Meet the PCAPS SG: Machiel Lamers on understanding the safety and sustainability of environmental services in the polar regions
This month’s Meet the SG blog post features PCAPS SG member, Machiel Lamers. Machiel is an environmental sociologist fascinated by the mobile character of tourism activities in the polar regions, along with other activities like fisheries or science operations, and the ways in which their flexibility and agility can both be shaped through environmental information services as well as lead to sustainability and safety implications. Machiel has recently been appointed Professor in Tourism and Environmental Change at Wageningen University & Research in the Netherlands, where he focuses on the governance of sustainable tourism in some of the world's most fragile and remote destinations, including both polar regions.
Machiel at Deception Island, South Shetland Islands, Antarctica (January, 2024). Photo courtesy of Machiel Lamers.
I am currently leading the international ANTARC-SHIP (2023-2027) and the TRANS-ACT projects (2026-2028), both funded by the Dutch Research Council, that focus on the drivers, impacts and regulation of Antarctic tourism.
In the coming years, I will continue to conduct collaborative research on the steering capacity, the opportunities and the impacts of emerging information technologies and systems (e.g. environmental forecasting, monitoring systems), which can enable and constrain transnational (tourism) mobility in the polar regions.

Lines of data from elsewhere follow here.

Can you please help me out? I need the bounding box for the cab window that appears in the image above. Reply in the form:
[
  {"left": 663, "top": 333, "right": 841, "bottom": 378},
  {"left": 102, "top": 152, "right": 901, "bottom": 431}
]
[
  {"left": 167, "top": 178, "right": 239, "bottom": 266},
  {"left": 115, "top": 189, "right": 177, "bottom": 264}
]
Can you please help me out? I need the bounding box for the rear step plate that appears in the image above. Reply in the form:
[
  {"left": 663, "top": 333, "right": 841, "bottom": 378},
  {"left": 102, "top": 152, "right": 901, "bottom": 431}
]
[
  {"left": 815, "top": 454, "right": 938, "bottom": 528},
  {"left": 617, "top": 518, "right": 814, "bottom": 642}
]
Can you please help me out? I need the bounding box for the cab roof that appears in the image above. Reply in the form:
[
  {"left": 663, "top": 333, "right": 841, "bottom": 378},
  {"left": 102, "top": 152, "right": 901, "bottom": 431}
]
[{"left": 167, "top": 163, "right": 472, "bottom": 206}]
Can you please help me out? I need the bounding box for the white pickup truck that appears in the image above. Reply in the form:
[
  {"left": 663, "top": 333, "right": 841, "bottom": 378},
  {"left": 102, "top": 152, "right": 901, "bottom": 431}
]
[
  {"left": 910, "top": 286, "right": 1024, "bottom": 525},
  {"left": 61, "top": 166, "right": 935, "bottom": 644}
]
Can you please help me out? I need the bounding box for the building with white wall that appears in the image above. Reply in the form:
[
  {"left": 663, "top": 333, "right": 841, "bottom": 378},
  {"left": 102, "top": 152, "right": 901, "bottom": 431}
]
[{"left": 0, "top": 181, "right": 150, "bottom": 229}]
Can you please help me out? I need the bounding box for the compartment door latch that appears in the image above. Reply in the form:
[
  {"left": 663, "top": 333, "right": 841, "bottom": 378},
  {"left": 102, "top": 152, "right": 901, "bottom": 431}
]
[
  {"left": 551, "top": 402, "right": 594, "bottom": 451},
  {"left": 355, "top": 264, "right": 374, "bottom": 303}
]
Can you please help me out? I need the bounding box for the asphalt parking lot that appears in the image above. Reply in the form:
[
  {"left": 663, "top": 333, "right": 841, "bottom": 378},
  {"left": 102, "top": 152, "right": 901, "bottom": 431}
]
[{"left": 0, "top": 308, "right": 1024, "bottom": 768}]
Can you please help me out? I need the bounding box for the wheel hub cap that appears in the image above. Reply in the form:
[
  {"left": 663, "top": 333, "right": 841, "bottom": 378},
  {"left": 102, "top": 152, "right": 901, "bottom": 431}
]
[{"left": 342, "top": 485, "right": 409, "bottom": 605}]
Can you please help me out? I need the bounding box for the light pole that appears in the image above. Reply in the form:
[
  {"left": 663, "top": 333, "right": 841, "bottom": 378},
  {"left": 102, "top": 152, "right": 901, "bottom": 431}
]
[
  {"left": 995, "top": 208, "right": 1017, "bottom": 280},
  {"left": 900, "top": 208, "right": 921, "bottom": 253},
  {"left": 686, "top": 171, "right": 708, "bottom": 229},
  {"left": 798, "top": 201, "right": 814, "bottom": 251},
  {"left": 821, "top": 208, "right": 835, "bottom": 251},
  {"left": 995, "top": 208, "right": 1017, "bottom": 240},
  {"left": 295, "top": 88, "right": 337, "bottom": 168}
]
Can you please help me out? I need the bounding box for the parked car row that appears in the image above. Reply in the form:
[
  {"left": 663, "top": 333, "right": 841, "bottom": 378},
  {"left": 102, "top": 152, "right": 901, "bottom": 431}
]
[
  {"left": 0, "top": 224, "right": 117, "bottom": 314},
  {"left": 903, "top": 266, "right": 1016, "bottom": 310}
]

Around 10 years ago, I was asked to join the Social and Economic Research Applications Task Team of the Polar Prediction Project (PPP-SERA), one of the flagship projects of the World Weather Research Programme (WWRP) of the WMO. I soon became one of the co-chairs of PPP-SERA as well as a steering group member of PPP.
The polar regions are among the most rapidly warming areas on Earth. It is expected that the changing climate will attract new maritime sectors in the polar regions, such as cruise tourism, fishing and freight transport. To respond to these developments, scientists, local communities, shipping industries and government agencies are calling for the improvement of information systems that can better predict weather and ice conditions. To achieve this, in addition to advances in polar meteorology, there is an increasingly important role for the social sciences.
During PPP, I led the SALIENSEAS project, a trans-disciplinary project involving social scientists, meteorologists and oceanographers who, in collaboration with representatives from the Arctic cruise sector, local fisheries and freight transport, developed new sea ice forecasting services. Sociological perspectives of social practices and mobilities played an important role in understanding the social, spatial and temporal context in which sea ice information is used in the decision-making of captains, expedition leaders or Inuit fishermen.
Based on these insights, we developed a serious game capable of simulating, testing and evaluating the use and value of a new sea ice forecast with ship captains active in the Arctic. This has allowed us to analyze the use of this information service in the specific context of Arctic mobility practice, bridging the experiential gap between developers and users of forecasting services, and enriching the co-production process (see Blair et al., 2022).
Machiel at Port Charcot, Antarctic Peninsula (January, 2024). Photo courtesy of Machiel Lamers.
In a recent commentary in the Bulletin of the American Meteorological Society (BAMS), looking back on the social science achievements during PPP, we argued that in order to raise the societal value of polar environmental services, we need:
to better understand the diversity of highly specific user contexts;
to tailor the actionability of weather, water, ice and climate (WWIC) service development in the polar regions through inclusive transdisciplinary approaches to co-production;
to assess the societal impact of improved environmental services in the polar regions; and
to invest and provide dedicated funding for involving the social sciences in research and tailoring processes across all the polar regions (see Lamers et al. 2024).
I am proud to have been at the cradle of the PCAPS project, designing its inclusive structure and championing for a more prominent position of the actionability and impact of environmental services, as well as the role of the social sciences.
For example, I lead the Sustainability & Impact PCAPS Task Team, a group of social scientists and environmental scientists aiming to understand the impacts of enhanced environmental services to communities and mobile operators in the polar regions. These societal effects are currently not well understood nor systematically investigated. Positive impacts include reducing risks to maritime businesses and local communities, reducing greenhouse gas emissions from shipping, and increasing the decision-making power of local communities.
However, there are also societal challenges, such as the growing information inequality between businesses and local communities or users, the promotion of unsustainable sectors, and the creation of a false sense of security due to improved forecasting services. Forecasting services can, for example, increase opportunities for large-scale shipping or extractive industries in vulnerable ecological or socio-cultural areas.
I look forward to continuing our collaborative work as part of PCAPS in the coming years!